Procédure judiciaire 

Francis Thomas, responsable salarié de Solidarité paysan Provence, est en poste depuis quatorze ans. « Nous avons reçu autant de dossiers entre septembre et décembre 2009 qu'en une année, soit une cinquantaine, surtout des maraîchers et des arboriculteurs.

Ces producteurs ne peuvent jamais se refaire, y compris en début de saison. Dès que les prix montent, les acheteurs se fournissent ailleurs. Cet hiver, la salade est passée de 15 à 80 centimes en trois jours à cause de la neige. Le quatrième jour, les maraîchers n'ont rien vendu. » Un tiers des dossiers passent par la procédure judiciaire en Provence. Vingt-cinq agriculteurs ont été convoqués ce jour-là à Tarascon, dont seize à la demande de la MSA. Certains ne viendront pas.
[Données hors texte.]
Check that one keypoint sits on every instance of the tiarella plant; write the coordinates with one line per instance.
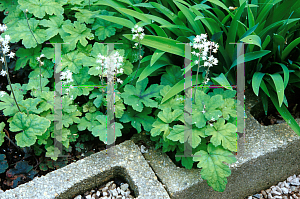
(151, 54)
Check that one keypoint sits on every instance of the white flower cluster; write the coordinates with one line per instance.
(39, 59)
(139, 33)
(66, 76)
(204, 46)
(112, 65)
(5, 47)
(2, 93)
Pourtant, la juge est conciliante avec les agriculteurs, aux dires de Francis Thomas. Il accompagne neuf exploitants : d'anciens saisonniers qui ont repris des serres pour ne pas perdre leur emploi, submergés par la « paperasse», des maraîchers de longue tradition comme Jean ou Pierre.

Le plan de redressement du premier a été accepté : il travaillera jusqu'à 70 ans. Il repart soulagé de garder sa maison, malheureux de devoir compter sur 280 euros de RSA pour joindre les deux bouts. Pierre, lui, a déjà accepté de vendre un terrain pour effacer une dette de 200.000 euros. Mais vu la longue crise des légumes, il lui fallait un nouveau délai de six mois pour la vente. La juge y a consenti. « Peut-être que cet été sera enfin la bonne saison », ne peut-il s'empêcher d'espérer.

 

Prêts à tout arrêter 

 « Nous sommes du chiendent, durs au travail, durs à arracher à la terre de nos ancêtres. » Selon Francis Thomas, « la moitié des nouveaux qui nous contactent souhaitent tout arrêter pour stopper la casse.
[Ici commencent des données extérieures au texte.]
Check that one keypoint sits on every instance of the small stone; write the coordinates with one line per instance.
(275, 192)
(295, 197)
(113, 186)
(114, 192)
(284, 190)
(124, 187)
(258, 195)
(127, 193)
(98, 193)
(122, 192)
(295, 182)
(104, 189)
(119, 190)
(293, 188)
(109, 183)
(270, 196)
Pourtant, ici, le tribunal laisse les gens essayer de repartir. Les banques qui, au départ, nous voyaient d'un mauvais œil financent une part de notre action. Cela leur évite des contentieux bien plus problématiques. » Selon notre enquête, au prix d'efforts intenses, parfois de cessions d'actifs, d'emplois extérieurs souvent tenus par des femmes, neuf agriculteurs en difficulté sur dix arriveraient au bout de leur plan de redressement (un sur dix dans l'artisanat).

Cette fois, il s'agit d'attendre le mois d'août, la nouvelle récolte, les nouveaux bilans, pour évaluer la profondeur de la crise. « C'est obligé que les prix remontent », se prend à espérer Yohan Revaud.

 

 

Le RSA, une réponse inadaptée à la situation actuelle de crise

Parce qu’il y a urgence, ils étaient 9.400 agriculteurs à avoir obtenu en décembre 2009 le bénéfice du RSA (revenu de solidarité active). Selon les dernières statistiques de la MSA, chaque mois c’est près de 1.500 dossiers qui sont reçus dans l’ensemble des caisses.
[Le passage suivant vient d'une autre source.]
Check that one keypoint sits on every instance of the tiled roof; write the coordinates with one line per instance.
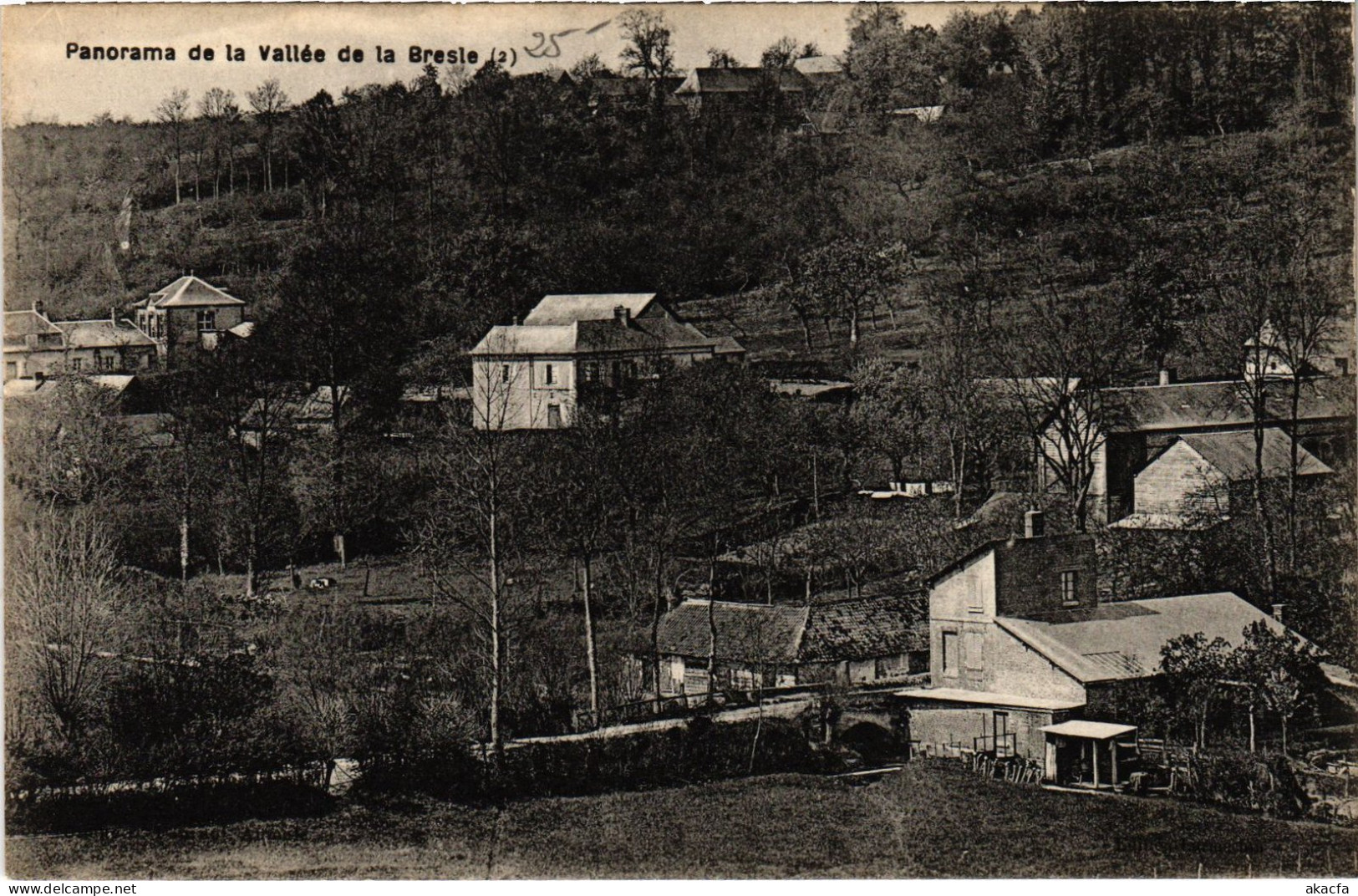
(745, 633)
(191, 293)
(568, 308)
(1233, 454)
(739, 80)
(1123, 639)
(865, 628)
(102, 334)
A la fin de février, 5.800 dossiers étaient en attente de traitement. En réalité, près d’un demandeur sur deux renoncerait face à la complexité des documents à remplir.

Sans compter les agriculteurs qui refusent a priori de demander une aide au revenu à l’Etat, estimant que la justice serait que leur travail les nourrisse. Sur les 1.500 qui finalisent leur dossier, un sur deux ne satisfera pas aux conditions actuelles?: le revenu de référence tient compte de la moyenne triennale.

Les organismes agricoles argumentent pour que soit pris en compte l’excédent brut d’exploitation de l’année précédente, augmenté des frais financiers et diminué des charges d’amortissement.

Parce que chaque conseil général est maître de la décision finale, la MSA souhaite harmoniser les critères d’un département à l’autre. Enfin, l’analyse du dossier tient compte des avantages en nature et de tous les revenus de la famille, y compris l’emploi du conjoint.

L’impact soudain de cette crise profonde sur le revenu n’est donc pas pris en compte. Le RSA n’est pas la solution miracle annoncée.

 

 

Prévention du suicide : oser se parler

Il n’existe pas de statistiques par profession. Mais les spécialistes pointent les circonstances aggravantes des suicides : la solitude, l’isolement, les difficultés financières, le célibat, conditions hélas trop souvent réunies dans certaines exploitations.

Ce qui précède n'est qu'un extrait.